The outdoors supports greater physical activity. Children who regularly play out and spend time in nature are less likely to suffer from obesity and have better risk assessment skills. Play in natural environments leads to improvements in both gross and fine motor skills for pre-school children. The outdoors is the very best place for preschoolers to practice and master emerging physical skills. It is in the outdoors that children can fully and freely experience motor skills like running, leaping, and jumping. It is also the most appropriate area for the practice of ball-handling skills, like throwing, catching, and striking. And children can perform other such manipulative skills as pushing a swing, pulling a vehicle, and lifting and carrying movable objects. The outdoors offers a wide range of loose parts that can be manipulated in to other things supporting imaginative play, role play and construction. From grass nests to woodland dens nature provides materials to fuel stories and songs developing both language and literacy alongside problem solving, mastery of construction and negotiation skills.
The outdoors offers a wider and more varied palette for learning. The colours, smells, tastes and textures help your children learn not just about themselves and the world around them but also supports development of language and formal learning. Outside there are many different and amazing things to see a squirrel collecting nuts, the changing colours of autumn, the clouds whizzing through the sky; to hear, the wind rustling through the leaves, a crow cawing, sticks snapping underfoor; to smell, stinky flowers, the rain-soaked ground, freshly cut grass; to touch soft leaves, the bark of a tree, wet mud between our toes, and even to taste rain drops on our tongue, newly fallen snow or blackberries straight from the bush. Children using all their senses in this way develop deeper perceptual abilities than those who choose to spend more time indoors.
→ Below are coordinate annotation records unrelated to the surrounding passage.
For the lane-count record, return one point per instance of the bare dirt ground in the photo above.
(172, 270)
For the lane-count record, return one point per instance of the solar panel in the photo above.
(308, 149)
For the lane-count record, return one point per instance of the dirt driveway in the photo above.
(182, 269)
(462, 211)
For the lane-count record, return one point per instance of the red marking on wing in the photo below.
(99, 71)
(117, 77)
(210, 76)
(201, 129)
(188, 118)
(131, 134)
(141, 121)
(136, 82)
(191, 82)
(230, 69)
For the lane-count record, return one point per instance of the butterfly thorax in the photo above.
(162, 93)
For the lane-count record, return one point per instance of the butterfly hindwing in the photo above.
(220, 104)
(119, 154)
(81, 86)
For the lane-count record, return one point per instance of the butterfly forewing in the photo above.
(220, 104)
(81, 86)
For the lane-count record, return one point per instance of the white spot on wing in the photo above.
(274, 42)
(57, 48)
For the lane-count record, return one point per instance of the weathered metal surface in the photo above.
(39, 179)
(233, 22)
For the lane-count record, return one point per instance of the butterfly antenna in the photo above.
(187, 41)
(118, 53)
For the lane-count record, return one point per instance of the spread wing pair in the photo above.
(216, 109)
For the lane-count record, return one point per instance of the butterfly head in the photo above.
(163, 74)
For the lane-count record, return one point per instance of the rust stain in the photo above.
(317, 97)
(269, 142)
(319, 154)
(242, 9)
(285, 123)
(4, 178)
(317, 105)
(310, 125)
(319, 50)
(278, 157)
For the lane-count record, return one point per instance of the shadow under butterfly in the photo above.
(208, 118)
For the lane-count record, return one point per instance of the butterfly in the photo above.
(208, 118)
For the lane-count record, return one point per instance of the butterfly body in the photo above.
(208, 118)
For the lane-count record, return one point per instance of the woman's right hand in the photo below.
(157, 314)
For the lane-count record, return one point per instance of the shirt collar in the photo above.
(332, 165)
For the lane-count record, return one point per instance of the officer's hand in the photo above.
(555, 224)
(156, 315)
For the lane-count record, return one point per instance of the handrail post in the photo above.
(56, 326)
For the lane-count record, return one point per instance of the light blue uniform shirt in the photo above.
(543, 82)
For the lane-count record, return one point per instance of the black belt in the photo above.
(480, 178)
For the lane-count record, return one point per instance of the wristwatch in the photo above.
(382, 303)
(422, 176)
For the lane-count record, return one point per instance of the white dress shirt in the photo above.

Hopefully the evidence in this article has convinced you of the benefits so here’s a few tips to make time outdoors successful:
- Make sure your child has access to weather appropriate clothing, Wainwright said “there is no such thing as bad weather only unsuitable clothing!” Good warm waterproofs and wellies are a must in the winter but also remember that your children are running about so layers which can be removed are key.
- Give your child permission, often we stop our children painting with mud or running barefoot in the garden, this sensory experiences helps us grow and allow children to form their own risk assessment skills. Ask yourself why you are saying no to your child is it because you don’t want to clean up or is it a real risk?
- Allow them space and time to explore. Remember the outdoors offers new experiences which may need to be experienced more than once before a child is comfortable with them
- Most of all have fun yourself, if your child sees you are happy and confident outdoors it will spur them on to enjoy it too and develop through playing and being outdoors.
Happy Adventuring!
Rachel
Rachel Murray is a Playwork consultant and a Forest School Practitioner. She has three children of her own aged 9 and 7 and 7. Her working life has been dedicated to ensuring children and young people have the space, time and experiences to help them grow and develop in to well-rounded individuals.